2. 指標別の充足率(義務化対象71社)
| 指標 | 2025/3期 | 2026/3期 | 差分 |
|---|---|---|---|
| ガバナンス | 100% | 100% | ±0 |
| 戦略 | 100% | 100% | ±0 |
| リスク管理 | 97% | 97% | ±0 |
| 指標及び目標 | 87% | 92% | +3社 |
| シナリオ分析 | 75% | 75% | ±0 |
| 1.5/2/4℃シナリオ言及 | 68% | 73% | +4社 |
| Scope1/2言及 | 45% | 49% | +3社 |
| Scope3言及 | 38% | 41% | +2社 |
| 「TCFD」の明記 | 75% | 65% | −7社 |
| 第三者保証・検証への言及 | 31% | 32% | +1社 |
| 財務影響の金額的記載 | 25% | 25% | ±0 |
TCFDの中核4要素(ガバナンス・戦略・リスク管理・指標及び目標)の充足率は横ばいか上昇した。一方、「TCFD」という語自体を本文中に明記する企業の割合は75%から65%に低下した(71社中7社で、前年にあった明記が本年は見られない)。この7社の本文量は前年から減少しておらず、むしろ増加している企業が含まれる。この語が本文に現れなくなった要因(用語の統一方針、文書構成の見直し、レビュー体制の変更など)は、本データからは特定できない。
3. 業種別内訳
| 業種(N≧2) | 本文文字数の変化(中央値) | 「TCFD」明記の純増減 |
|---|---|---|
| 銀行業(N=6) | +133% | ±0 |
| 保険業(N=4) | +49% | −2 |
| 卸売業=総合商社(N=6) | +40% | −2 |
| 情報・通信業(N=5) | +14% | −3 |
| 機械(N=6) | +8% | ±0 |
| 電気機器(N=12) | +7% | +1 |
| 医薬品(N=4) | +3% | ±0 |
| 輸送用機器(N=5) | +2% | ±0 |
| 建設業(N=3) | −19% | ±0 |
本文量の増加率が高かったのは銀行業・保険業・卸売業(総合商社)で、自動車・電機・医薬品・機械は2〜8%の範囲にとどまった。「TCFD」の明記が減少した業種(情報・通信業、卸売業、保険業)は、本文量の増加率が高かった業種と重なっている。
方法論と限界
- 時価総額は2026年5月時点のスナップショット。決算期が3月以外の企業(12月決算・2月決算等)は対象から除外した。

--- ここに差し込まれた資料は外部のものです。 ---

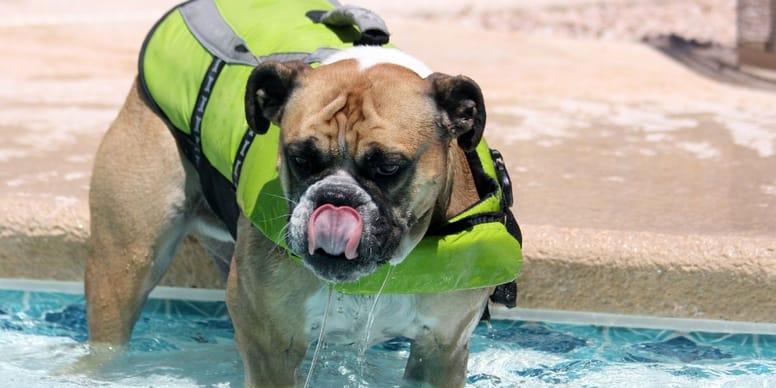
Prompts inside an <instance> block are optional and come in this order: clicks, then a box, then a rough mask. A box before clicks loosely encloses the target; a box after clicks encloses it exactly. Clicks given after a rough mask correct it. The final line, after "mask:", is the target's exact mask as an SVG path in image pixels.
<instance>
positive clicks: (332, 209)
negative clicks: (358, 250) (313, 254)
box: [307, 204, 364, 260]
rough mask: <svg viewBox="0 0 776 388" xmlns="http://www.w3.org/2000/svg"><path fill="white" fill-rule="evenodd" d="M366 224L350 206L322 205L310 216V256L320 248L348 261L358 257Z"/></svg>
mask: <svg viewBox="0 0 776 388" xmlns="http://www.w3.org/2000/svg"><path fill="white" fill-rule="evenodd" d="M363 228H364V223H363V221H362V220H361V215H360V214H358V211H356V209H353V208H352V207H350V206H340V207H336V206H334V205H330V204H326V205H321V206H320V207H318V208H317V209H315V211H314V212H313V215H312V216H310V222H309V223H308V224H307V240H308V242H309V243H308V249H309V251H310V254H311V255H312V254H313V253H315V250H316V249H318V248H320V249H323V251H324V252H326V253H328V254H330V255H332V256H339V255H341V254H343V253H344V254H345V258H347V259H348V260H352V259H355V258H356V257H358V243H359V241H360V240H361V230H362V229H363Z"/></svg>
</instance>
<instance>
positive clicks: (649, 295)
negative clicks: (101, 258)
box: [0, 0, 776, 322]
mask: <svg viewBox="0 0 776 388" xmlns="http://www.w3.org/2000/svg"><path fill="white" fill-rule="evenodd" d="M174 3H175V2H171V1H165V2H159V1H150V0H142V1H131V2H130V1H118V2H110V3H100V2H96V1H92V0H85V1H81V2H78V3H77V5H72V4H70V3H68V4H65V3H60V2H56V1H54V0H34V1H33V0H29V1H24V2H12V3H2V4H0V14H2V15H4V16H3V18H2V20H0V43H1V44H0V46H2V47H3V53H2V57H3V60H2V61H0V85H2V88H0V278H32V279H56V280H75V281H78V280H80V279H82V276H83V265H84V260H85V257H86V251H87V250H86V245H85V240H86V238H87V237H88V229H89V228H88V225H89V217H88V204H87V196H88V183H89V175H90V171H91V166H92V160H93V158H92V156H93V154H94V152H95V150H96V147H97V145H98V143H99V140H100V138H101V136H102V134H103V133H104V131H105V130H106V128H107V126H108V125H109V124H110V122H111V120H112V119H113V117H114V115H115V114H116V112H117V110H118V108H119V106H120V104H121V102H122V101H123V98H124V97H125V95H126V93H127V90H128V88H129V85H130V83H131V82H132V79H133V77H134V74H135V70H136V68H135V66H136V57H137V50H138V48H139V47H140V44H141V42H142V39H143V37H144V35H145V33H146V31H147V30H148V28H149V27H150V26H151V25H152V24H153V23H154V22H155V21H156V19H157V18H158V17H159V16H160V15H161V14H162V13H163V12H164V11H166V10H167V9H168V8H169V7H170V6H171V5H172V4H174ZM363 3H365V4H368V5H369V6H370V7H373V8H374V9H376V10H378V11H381V13H382V16H383V17H384V18H385V19H386V20H387V22H388V25H389V27H390V28H391V31H392V33H393V36H392V39H393V41H394V42H395V43H396V44H397V45H399V46H400V47H402V48H404V49H405V50H407V51H409V52H412V53H413V54H415V55H417V56H418V57H419V58H420V59H422V60H424V61H426V62H428V63H429V64H430V65H431V66H432V67H434V68H436V69H437V70H439V71H443V72H448V73H465V74H467V75H469V76H471V77H473V78H474V79H475V80H477V82H478V83H480V85H481V86H482V88H483V92H484V94H485V98H486V103H487V107H488V129H487V132H486V133H487V135H488V138H489V140H490V144H491V146H494V147H495V148H498V149H500V150H501V151H502V153H503V154H504V155H505V158H506V160H507V163H508V166H509V169H510V173H511V176H512V179H513V181H514V183H515V197H516V204H515V208H514V211H515V214H516V215H517V217H518V219H519V221H520V223H521V226H522V228H523V233H524V240H525V241H524V243H525V244H524V245H525V247H524V253H525V262H524V268H523V273H522V274H521V276H520V278H519V287H520V299H519V302H518V306H519V307H527V308H544V309H560V310H578V311H591V312H606V313H626V314H639V315H654V316H670V317H688V318H702V319H726V320H744V321H760V322H776V296H775V295H776V109H774V107H776V94H773V93H766V92H762V91H756V90H749V89H744V88H738V87H735V86H730V85H725V84H720V83H716V82H714V81H711V80H708V79H705V78H703V77H701V76H699V75H696V74H694V73H693V72H691V71H690V70H687V69H685V68H684V67H682V66H681V65H679V64H677V63H675V62H673V61H672V60H670V59H669V58H667V57H665V56H663V55H662V54H660V53H659V52H658V51H656V50H653V49H651V48H649V47H647V46H645V45H641V44H637V43H631V42H623V41H619V42H616V41H614V42H613V41H601V40H590V39H567V38H559V37H547V36H542V35H530V34H524V33H515V32H503V31H493V30H483V29H481V28H477V27H475V26H471V25H467V24H465V23H464V24H462V23H456V22H455V21H451V20H441V19H440V20H437V19H435V20H425V19H421V18H416V17H412V16H411V15H407V14H406V12H404V11H403V12H398V11H395V10H392V9H385V10H380V5H379V2H377V1H367V2H363ZM446 4H447V3H446ZM440 6H444V5H440ZM164 284H166V285H175V286H193V287H199V288H206V287H215V288H217V287H219V286H220V281H219V279H218V277H217V275H216V274H215V271H214V269H213V268H212V265H211V264H209V263H208V261H207V259H206V258H204V255H203V253H202V251H201V250H199V249H198V248H197V247H196V246H195V245H194V244H187V246H186V247H185V249H184V250H183V251H182V252H181V253H180V254H179V257H178V259H176V261H175V263H174V265H173V270H172V272H171V273H169V274H168V275H167V277H166V278H165V280H164Z"/></svg>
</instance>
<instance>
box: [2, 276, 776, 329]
mask: <svg viewBox="0 0 776 388" xmlns="http://www.w3.org/2000/svg"><path fill="white" fill-rule="evenodd" d="M2 289H10V290H22V291H34V292H58V293H65V294H74V295H83V283H81V282H72V281H52V280H34V279H7V278H0V290H2ZM225 297H226V292H225V291H224V290H220V289H212V288H184V287H169V286H158V287H156V288H155V289H154V290H153V291H152V292H151V295H150V298H152V299H176V300H185V301H197V302H223V301H224V300H225ZM490 312H491V318H492V319H497V320H514V321H538V322H549V323H562V324H573V325H591V326H607V327H623V328H633V329H654V330H673V331H678V332H708V333H730V334H757V335H776V323H760V322H745V321H724V320H715V319H694V318H669V317H655V316H646V315H633V314H611V313H597V312H584V311H570V310H552V309H540V308H514V309H507V308H504V307H500V306H491V307H490Z"/></svg>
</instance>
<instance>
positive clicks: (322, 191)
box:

- 各指標はキーワード・フレーズの機械的な照合による検出であり、内容の意味的な読解ではない。代表2社について本文を人手で確認した。
- 「TCFD明記率」の低下の要因は本データからは特定できず、因果関係の特定には至っていない。
本分析はEDINET公開データを機械的に集計したものであり、個別企業への評価・推奨を意図するものではない。